バターリッチ・フィアンセ
「ええ。無断でお借りしてきました」
またそんな危険なことを……。
私は真澄君の行動に呆れながらも、黒い手帳から目が離せない。
「……それに何が書いてあるの」
「ご自分の目で確認なさった方がよいかと」
「意地悪ね」
私の中には二つの気持ちが揺れていた。素直にそれを見たいという気持ちと、見るのが怖いと言う気持ち。
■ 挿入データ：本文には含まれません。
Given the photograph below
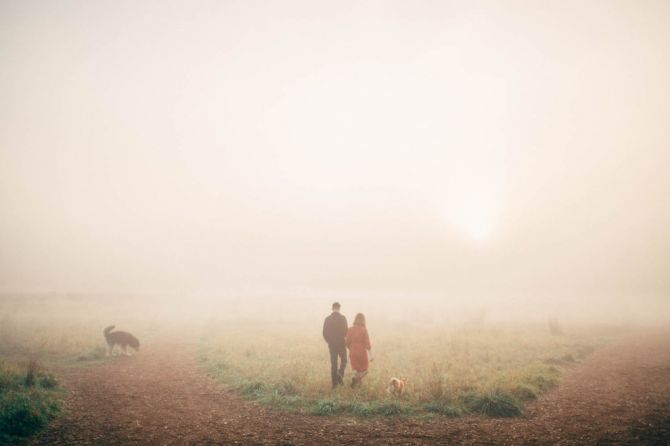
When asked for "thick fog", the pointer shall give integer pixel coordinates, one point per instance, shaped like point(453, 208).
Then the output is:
point(444, 148)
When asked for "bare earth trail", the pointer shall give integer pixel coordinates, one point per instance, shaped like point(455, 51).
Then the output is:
point(618, 395)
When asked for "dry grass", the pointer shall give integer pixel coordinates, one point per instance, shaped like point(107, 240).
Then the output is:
point(491, 369)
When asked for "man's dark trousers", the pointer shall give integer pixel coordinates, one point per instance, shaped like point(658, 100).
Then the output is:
point(336, 373)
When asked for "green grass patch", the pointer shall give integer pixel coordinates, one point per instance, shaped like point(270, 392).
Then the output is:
point(492, 371)
point(28, 401)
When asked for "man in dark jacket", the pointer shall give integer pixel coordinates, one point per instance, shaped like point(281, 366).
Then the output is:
point(334, 331)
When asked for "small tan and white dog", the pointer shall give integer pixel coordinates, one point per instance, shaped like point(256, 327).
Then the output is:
point(397, 386)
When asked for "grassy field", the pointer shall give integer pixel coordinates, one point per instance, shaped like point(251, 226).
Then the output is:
point(37, 335)
point(491, 369)
point(29, 399)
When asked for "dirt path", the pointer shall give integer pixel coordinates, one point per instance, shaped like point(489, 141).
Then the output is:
point(619, 395)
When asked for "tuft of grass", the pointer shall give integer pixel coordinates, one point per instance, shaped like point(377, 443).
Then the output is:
point(326, 407)
point(495, 403)
point(442, 408)
point(525, 392)
point(27, 402)
point(31, 372)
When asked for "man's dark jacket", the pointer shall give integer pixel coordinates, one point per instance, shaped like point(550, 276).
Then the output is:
point(335, 329)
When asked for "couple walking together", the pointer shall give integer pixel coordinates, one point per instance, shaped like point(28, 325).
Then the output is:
point(340, 337)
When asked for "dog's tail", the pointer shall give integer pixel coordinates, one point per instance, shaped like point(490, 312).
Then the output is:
point(107, 330)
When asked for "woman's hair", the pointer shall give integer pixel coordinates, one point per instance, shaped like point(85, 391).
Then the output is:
point(360, 320)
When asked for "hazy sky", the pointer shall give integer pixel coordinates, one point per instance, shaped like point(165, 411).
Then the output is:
point(494, 147)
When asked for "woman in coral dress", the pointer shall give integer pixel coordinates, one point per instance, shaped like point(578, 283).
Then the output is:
point(358, 343)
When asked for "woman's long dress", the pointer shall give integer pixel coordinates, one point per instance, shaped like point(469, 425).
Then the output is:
point(358, 343)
だって、真澄くんの言葉を信じれば、そこには昴さんが私を愛してないという根拠が書かれているはず。
それを見て、私の心は耐えられるの……?
パンドラの箱を、開けるか否か。
私はしばらくスカートの裾をぎゅっとつかみ、考えあぐねていたけれど……
「――――真澄くん、見せて」
しばらくすると意を決して顔を上げた私。
黙って手帳を差し出してきた真澄君の手から、それを受け取る。
『知らない方が、織絵のためだ』
いつか昴さん自身にそう言われたことを思い出す。
あの時のような暗い瞳をした彼は、今は姿を消しているように見えるけれど、これから先もそうとは限らない。
心の奥底に、まだ眠っている痛みがあるなら……
私はそれを掬い上げて、本当の意味で彼のすべてを愛したい。